②の従業員の経営効率化が図れるというのは、従業員も株を保有しているので自社の株価をあげたいと感じ、会社をよくするために一人一人が自分の仕事の効率を上げよう、頑張ろうという機運が生まれてくるということです。
③の資金調達が安定するというのは、従業員が株を買い自社の資金調達の一端を担っているので、資金調達に困らないということです。
役員持株会とは?
上記の従業員持株会には、会社の役員は入ることができません。
役員持株会は従業員の場合と異なり、奨励金という形で割りびきで株を買うことはできませんがその他の点ではなんら変わりはないようですね。

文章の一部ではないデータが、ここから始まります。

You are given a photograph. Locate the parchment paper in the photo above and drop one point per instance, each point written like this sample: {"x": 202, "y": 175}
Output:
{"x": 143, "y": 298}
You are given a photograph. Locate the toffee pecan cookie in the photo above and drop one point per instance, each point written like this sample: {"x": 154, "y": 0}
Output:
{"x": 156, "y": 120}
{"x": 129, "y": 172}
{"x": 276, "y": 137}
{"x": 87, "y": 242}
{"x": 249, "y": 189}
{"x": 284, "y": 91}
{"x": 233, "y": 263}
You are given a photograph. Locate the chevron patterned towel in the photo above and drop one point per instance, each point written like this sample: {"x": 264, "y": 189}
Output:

こちらも役員の意識向上、経営効率化を図るためにあるようですね。
最後に
今回は株式交換と株式移転と持ち株会社についての2段構成で書いていきました。ここで今回のまとめです。
「株式交換と株式移転」
- 株式交換も株式移転もともに組織再編成にかかわる言葉である。
- 両者の違いは新規の会社を設立するか否か
- どちらも組織を統合することに使われるが、株式交換は企業売買にも用られ、一方株式移転は持ち株会社設立に使われることもある
- どちらも煩雑な手続きが必須
上記の4点を中心にしっかり押さえておきましょう!
「持ち株会社」
- 親会社の経営効率化のために存在し、自らは事業を行っていない会社が多い
- 持ち株制度には社員にも経営者側にもメリットがある
この2点を押さえておきましょうね!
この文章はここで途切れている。